The KIDS Act is a massive overhaul of how the internet works for anyone under 17, aiming to strip away the 'Wild West' nature of social media and gaming. It targets the specific features that keep kids glued to screens—like infinite scrolling and reward badges—while forcing platforms to hide direct messaging for kids under 13 and banning disappearing messages for all minors. Beyond just social apps, the bill hits AI chatbots and gaming platforms, requiring them to prove they aren't talking kids into harmful behavior or letting strangers slide into their DMs without a parent’s green light. Under Title II and III, these safety settings must be the 'most protective' by default, meaning the burden shifts from parents having to find the 'off' switch to companies having to prove why they’d ever turn it on.
Digital Speed Bumps and Privacy Shields For the average parent, this means your 14-year-old’s TikTok or Instagram feed would look fundamentally different. Section 2 of the bill restricts 'personalized recommendation systems,' which are the algorithms that feed users content based on their data. Instead of a rabbit hole of auto-playing videos, the bill pushes for more control over what shows up. For the office worker or tradesman whose kid is obsessed with Roblox or Fortnite, Title III (the Safer GAMING Act) requires game companies to build in tools that let you cap spending and limit who can talk to your child. It also tackles the 'creepy' factor of AI: under Title IV, if a teen is chatting with a bot, that bot has to disclose it’s not a human and is legally barred from pretending to be a doctor or therapist.
The Age Check and Data Dilemma One of the biggest shifts comes from the SCREEN Act (Title I), which requires websites where more than one-third of the content is sexually explicit to use 'commercially available' age verification. While the bill explicitly says you don't have to hand over a government ID, it creates a new hurdle for accessing parts of the web. This is a double-edged sword; while it aims to keep kids off adult sites, it puts a lot of pressure on tech companies to manage verification data securely. If you’re a small business owner running a niche platform, the 'Economic Burden' identified in the analysis is real—you’ll be on the hook for audits, new security software, and potentially higher legal costs to stay compliant with the FTC’s new enforcement powers.

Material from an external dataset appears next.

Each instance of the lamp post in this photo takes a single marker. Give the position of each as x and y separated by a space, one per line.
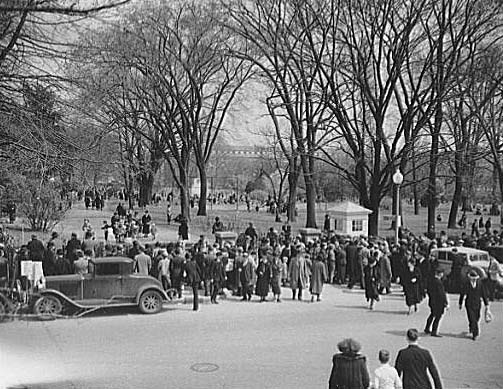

Vague Rules and Future Friction Because the bill uses broad terms like 'addictive design' and 'harmful activities,' there’s a 'Medium' level of vagueness that could lead to some headaches. For example, a feature one person calls 'engaging,' a regulator might call 'addictive.' This could lead to platforms over-correcting and stripping away useful features just to avoid a lawsuit from a state attorney general. Additionally, while the bill mandates 'break reminders' after three hours of AI use, it’s unclear how effectively a bot can actually police a determined teenager. We’re looking at a future where the digital experience for a 16-year-old is heavily sanitized and monitored, which provides a massive safety net but also changes the fundamental way the next generation learns to navigate the open web.